Personal information
- Full name: Leonard Rodwell Wilkinson
- Date of birth: 15 October 1868
- Place of birth: Highgate, Middlesex, England
- Date of death: 9 February 1913 (aged 44)
- Place of death: Emery Down, Hampshire, England
- Position: Goalkeeper

Senior career*
- Years: Team / Apps / (Gls)
- Oxford University
- 1890–1893: Corinthian
- Old Carthusians

International career
- 1891: England / 1 / (0)

= Leonard Wilkinson =

English footballer

Leonard Rodwell Wilkinson (15 October 1868 – 9 February 1913) was an English barrister and footballer who earned one cap for the national team in 1891.

==Early life==
Leonard Rodwell Wilkinson was born on 15 October 1868 in Highgate, Middlesex. He was the second of four children and his father was a barrister. Wilkinson attended Woodcote House School and Charterhouse School.

==Football career==
Wilkinson attended Oxford University and played as a goalkeeper for their football team, also gaining a Blue for athletics. He also played at club level for Corinthian and Old Carthusians.
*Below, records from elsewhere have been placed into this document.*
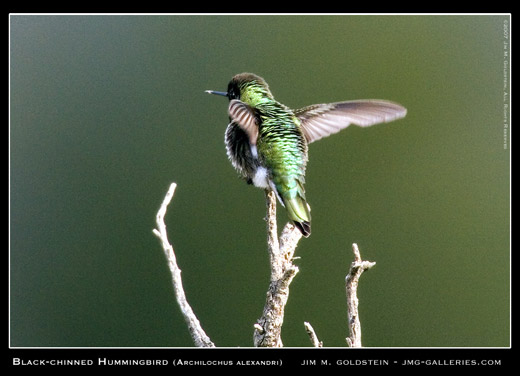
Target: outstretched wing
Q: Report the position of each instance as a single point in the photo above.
(322, 120)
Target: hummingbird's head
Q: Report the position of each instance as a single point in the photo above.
(248, 88)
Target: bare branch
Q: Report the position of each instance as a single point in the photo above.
(197, 333)
(281, 251)
(351, 283)
(312, 335)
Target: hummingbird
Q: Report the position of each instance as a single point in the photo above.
(268, 143)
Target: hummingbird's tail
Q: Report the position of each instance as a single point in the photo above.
(300, 213)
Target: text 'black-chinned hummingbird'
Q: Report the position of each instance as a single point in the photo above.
(267, 142)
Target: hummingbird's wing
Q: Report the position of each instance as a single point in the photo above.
(322, 120)
(244, 116)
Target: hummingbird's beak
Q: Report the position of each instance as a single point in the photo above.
(223, 93)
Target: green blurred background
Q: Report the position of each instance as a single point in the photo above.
(106, 111)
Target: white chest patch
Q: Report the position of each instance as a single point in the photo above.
(261, 179)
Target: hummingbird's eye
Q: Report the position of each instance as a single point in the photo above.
(233, 92)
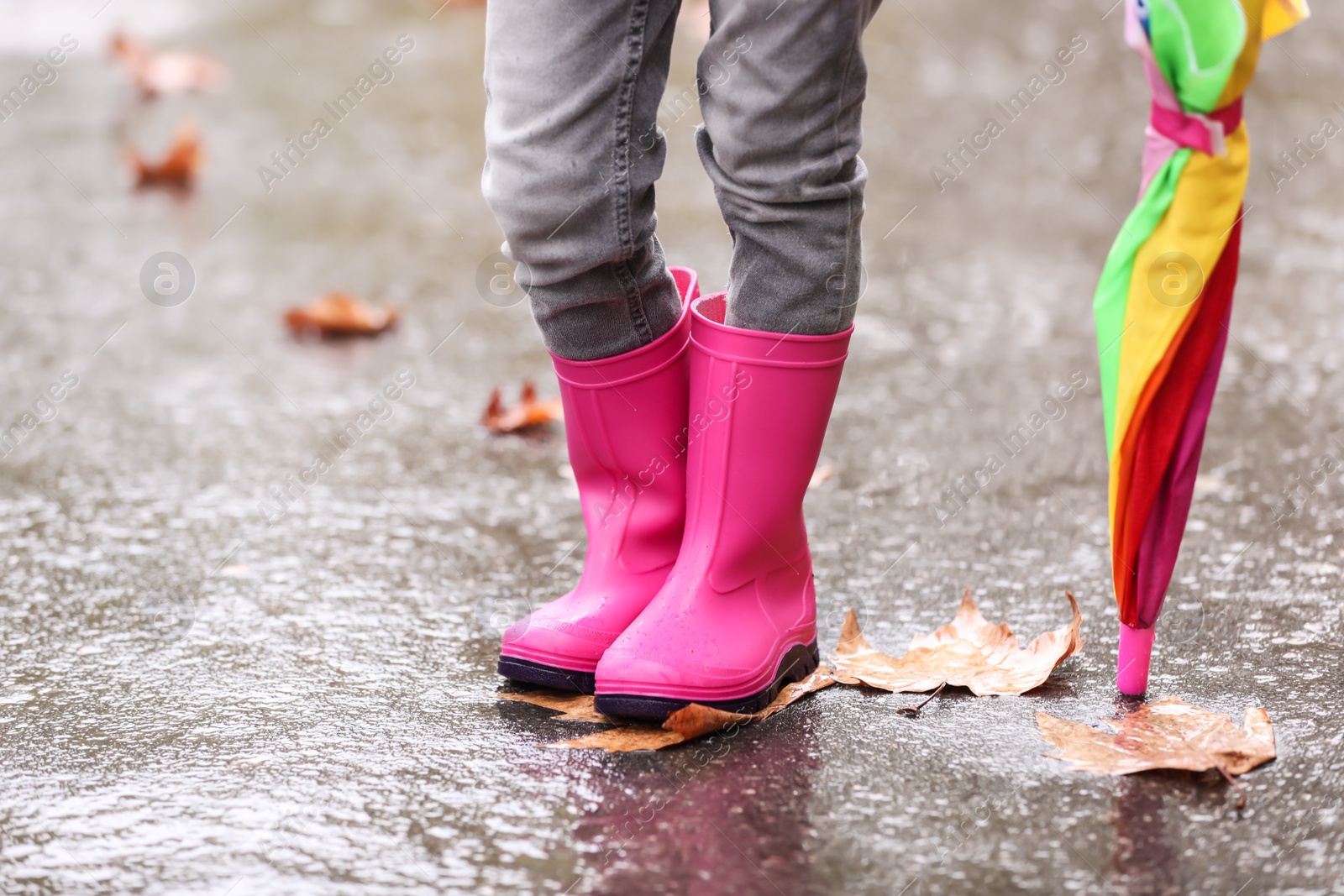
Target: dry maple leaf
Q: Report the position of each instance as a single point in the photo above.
(523, 416)
(1167, 734)
(690, 721)
(339, 315)
(168, 70)
(178, 168)
(573, 707)
(969, 652)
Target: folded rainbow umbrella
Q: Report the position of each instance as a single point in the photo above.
(1166, 291)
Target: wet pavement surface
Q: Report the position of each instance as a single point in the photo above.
(201, 694)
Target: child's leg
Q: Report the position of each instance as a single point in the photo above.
(783, 87)
(573, 152)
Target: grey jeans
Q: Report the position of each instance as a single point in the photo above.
(573, 150)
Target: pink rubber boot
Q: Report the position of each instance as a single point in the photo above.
(737, 618)
(622, 417)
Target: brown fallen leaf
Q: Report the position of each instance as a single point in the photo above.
(339, 315)
(1166, 734)
(969, 653)
(523, 416)
(167, 70)
(694, 721)
(573, 707)
(178, 168)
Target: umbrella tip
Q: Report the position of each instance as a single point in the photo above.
(1136, 651)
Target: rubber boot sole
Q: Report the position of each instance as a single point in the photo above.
(797, 664)
(539, 673)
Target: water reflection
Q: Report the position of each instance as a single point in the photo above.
(729, 815)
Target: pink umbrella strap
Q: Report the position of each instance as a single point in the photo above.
(1203, 132)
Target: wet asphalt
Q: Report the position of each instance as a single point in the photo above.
(206, 694)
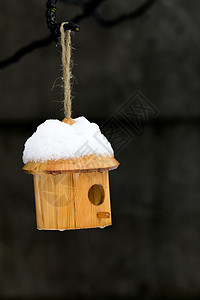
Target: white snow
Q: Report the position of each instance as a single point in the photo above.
(55, 140)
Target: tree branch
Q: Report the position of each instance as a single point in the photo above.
(89, 8)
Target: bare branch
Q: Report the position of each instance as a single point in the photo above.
(89, 8)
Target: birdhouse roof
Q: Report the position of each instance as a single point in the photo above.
(57, 148)
(88, 163)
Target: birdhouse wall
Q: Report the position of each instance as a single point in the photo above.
(62, 200)
(86, 211)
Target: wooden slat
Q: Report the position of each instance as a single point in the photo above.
(88, 163)
(54, 197)
(86, 212)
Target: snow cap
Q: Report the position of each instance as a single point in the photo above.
(54, 140)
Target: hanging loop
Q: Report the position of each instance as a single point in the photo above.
(52, 25)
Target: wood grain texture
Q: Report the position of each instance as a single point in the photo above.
(103, 214)
(86, 212)
(88, 163)
(54, 198)
(62, 201)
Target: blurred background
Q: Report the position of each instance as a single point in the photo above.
(152, 251)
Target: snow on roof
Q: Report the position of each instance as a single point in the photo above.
(55, 140)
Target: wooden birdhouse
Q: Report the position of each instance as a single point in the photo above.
(72, 193)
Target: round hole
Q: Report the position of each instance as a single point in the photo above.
(96, 194)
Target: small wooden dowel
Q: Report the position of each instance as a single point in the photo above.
(103, 214)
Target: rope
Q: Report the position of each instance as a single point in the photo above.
(66, 56)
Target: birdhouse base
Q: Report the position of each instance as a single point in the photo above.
(72, 200)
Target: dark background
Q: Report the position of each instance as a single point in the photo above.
(152, 251)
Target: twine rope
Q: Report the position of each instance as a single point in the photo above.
(66, 63)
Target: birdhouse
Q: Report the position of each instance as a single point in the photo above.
(72, 193)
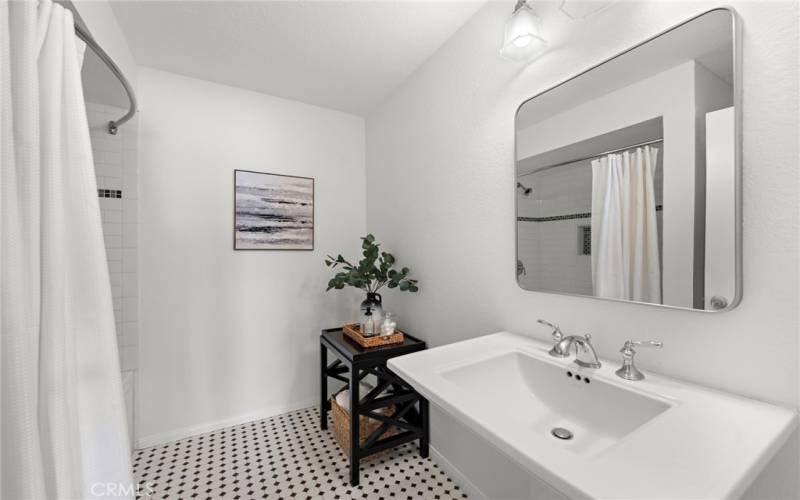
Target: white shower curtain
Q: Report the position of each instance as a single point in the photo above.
(63, 423)
(625, 255)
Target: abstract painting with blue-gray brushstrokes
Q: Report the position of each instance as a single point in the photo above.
(273, 212)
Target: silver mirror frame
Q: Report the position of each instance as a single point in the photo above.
(737, 103)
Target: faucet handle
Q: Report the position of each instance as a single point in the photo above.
(628, 370)
(630, 344)
(557, 333)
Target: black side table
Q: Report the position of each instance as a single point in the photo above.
(360, 362)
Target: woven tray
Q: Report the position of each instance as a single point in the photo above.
(354, 332)
(366, 426)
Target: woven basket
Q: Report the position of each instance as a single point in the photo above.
(341, 427)
(354, 332)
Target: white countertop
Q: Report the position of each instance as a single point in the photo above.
(707, 444)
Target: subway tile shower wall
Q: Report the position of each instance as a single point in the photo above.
(117, 189)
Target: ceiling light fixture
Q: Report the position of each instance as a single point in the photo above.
(523, 39)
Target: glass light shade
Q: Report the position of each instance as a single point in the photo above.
(523, 38)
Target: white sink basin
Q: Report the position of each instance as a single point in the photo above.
(656, 438)
(541, 395)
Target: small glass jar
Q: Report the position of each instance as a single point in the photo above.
(389, 324)
(368, 326)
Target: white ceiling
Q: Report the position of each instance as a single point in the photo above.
(342, 55)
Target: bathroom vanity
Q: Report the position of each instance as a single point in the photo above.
(590, 434)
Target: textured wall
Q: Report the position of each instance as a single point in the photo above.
(230, 336)
(455, 119)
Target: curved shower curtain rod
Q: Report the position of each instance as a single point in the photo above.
(83, 33)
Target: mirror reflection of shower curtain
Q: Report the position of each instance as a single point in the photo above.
(625, 254)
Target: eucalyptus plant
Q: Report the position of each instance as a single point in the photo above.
(374, 271)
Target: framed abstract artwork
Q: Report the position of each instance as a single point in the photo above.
(272, 211)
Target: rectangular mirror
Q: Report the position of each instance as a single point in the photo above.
(627, 175)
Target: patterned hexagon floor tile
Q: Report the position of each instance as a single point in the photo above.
(287, 456)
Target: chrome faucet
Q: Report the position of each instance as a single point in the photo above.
(585, 354)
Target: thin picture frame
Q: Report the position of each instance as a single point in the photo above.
(235, 244)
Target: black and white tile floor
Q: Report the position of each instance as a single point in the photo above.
(287, 456)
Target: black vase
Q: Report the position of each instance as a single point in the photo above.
(373, 303)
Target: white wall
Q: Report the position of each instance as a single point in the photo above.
(454, 118)
(228, 336)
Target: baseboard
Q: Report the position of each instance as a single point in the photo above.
(456, 475)
(184, 432)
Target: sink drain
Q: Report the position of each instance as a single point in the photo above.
(561, 433)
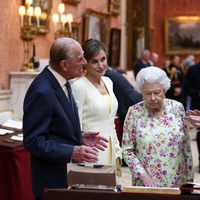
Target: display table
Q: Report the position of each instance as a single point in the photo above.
(63, 194)
(15, 176)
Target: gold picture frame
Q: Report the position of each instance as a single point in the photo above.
(97, 26)
(46, 6)
(77, 31)
(182, 35)
(74, 2)
(114, 7)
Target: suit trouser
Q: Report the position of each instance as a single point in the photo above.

With Old Carthusians he won the FA Amateur Cup in 1893–94 and 1896–97, and was a runner-up in 1894–95.

He earned one cap for England at international level, appearing for them at the 1891 British Championship against Wales.

==Professional career==
Wilkinson was a barrister and served as a Justice of the Peace. He also served as a director of gas companies.

==Personal life==
Wilkinson married in October 1898 and had two sons.

==Later life and death==
Wilkinson was found shot dead on 9 February 1913 at his home in Emery Down, Hampshire; the Coroner declared he had died by suicide.